I was surprised to see, in this popular infographic, that there was evidently promising evidence that coconut oil could help with obesity. Well, if you pump the stomachs of rats with purified medium-chain fatty acids—one component of coconut oil—they end up eating less food. But, you don’t know if there’s any relevance to humans until you put it to the test.
Researchers compared breakfasts with the same amount of dairy fat, coconut-oil fat, or tallow (beef fat), and “no…effect…[on] hunger, fullness, satisfaction,” or how much they then went on to eat at lunchtime. So, where did this whole idea that coconut fat was somehow different come from? Well, six years ago, an “open-label pilot study” was published. They asked 20 men and women to eat two tablespoons of coconut oil a day for a month, and the men appeared to lose about an inch off their waist. Now, “open-label” means that the participants knew what they were eating; there wasn’t like some placebo control. In fact, there was no control group at all. So, you don’t know if the effects would have just happened anyway, without the coconut oil. There’s a well-recognized effect in dietary studies, where just being in a dietary study under observation tends to lead to a reduction in caloric intake—because you know they’re going to weigh you, and looking over your shoulder. But, there had never been a controlled study of coconut oil and waistlines in men and women until 2015.

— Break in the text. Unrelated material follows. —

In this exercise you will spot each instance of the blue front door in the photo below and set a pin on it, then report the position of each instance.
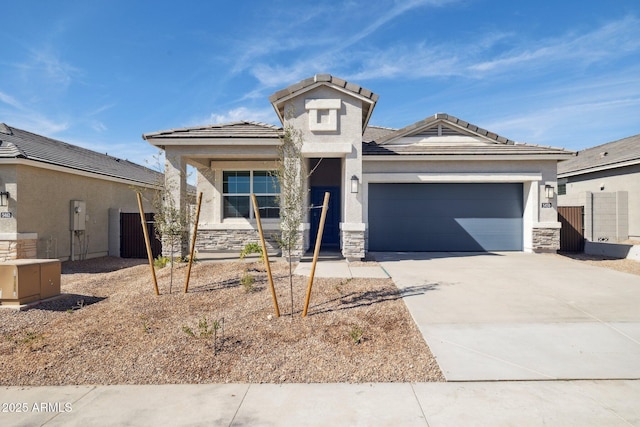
(331, 234)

About a hundred men and women were given about a tablespoon of coconut oil a day for three months, and lost nearly an inch off their waist after three months, compared to control. What did the control group get instead? Nothing. There was no placebo. And so, they were comparing doing something with doing nothing. And, when one does that, there’s often a placebo effect, regardless of the true efficacy of the treatment. And, they also suggested the coconut-oil group may want to take their dose with fruit. And, if they did end up eating more fruit, that, in and of itself, may help—as, despite its sugar content, fruit consumption tends to be associated with “anti-obesity effects.”
What we need to see, if coconut oil has some special effect, is to give people a spoonful of coconut oil versus some other oil, and see if there’s any difference. And, when you do that—two tablespoons of coconut oil a day, versus two tablespoons of soybean oil a day—no significant difference in waistlines. But, what did happen was a significant increase in insulin resistance in the coconut-oil group, which is what eventually causes type 2 diabetes—despite being told to increase fruits and vegetables, cut down on sugars and animal fat, and despite an exercise program of walking 50 minutes a day, four days a week.

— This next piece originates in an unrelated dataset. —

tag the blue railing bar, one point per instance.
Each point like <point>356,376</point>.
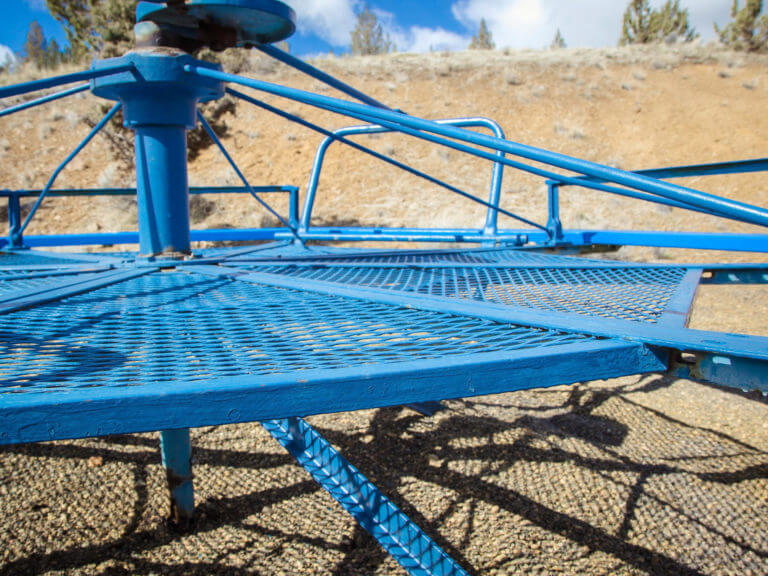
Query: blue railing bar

The only other placebo-controlled study of coconut oil and waistlines was published in 2017, and no significant changes in weight or waist or hip measurements, total fat, belly fat, nor butt fat. No benefit to coconut oil for obesity over placebo shown in any study to date.
So, how can coconut oil proponents get away with saying otherwise? Well, they like to talk about studies like this, showing that Pacific islanders who ate more traditional coconut-based diets were slimmer than those eating more modern diets with fewer coconut products. But, guess what they were eating instead? “The modern[ized] dietary pattern [was] primarily characterized by high intake[s] of sausage [and] eggs and processed foods.”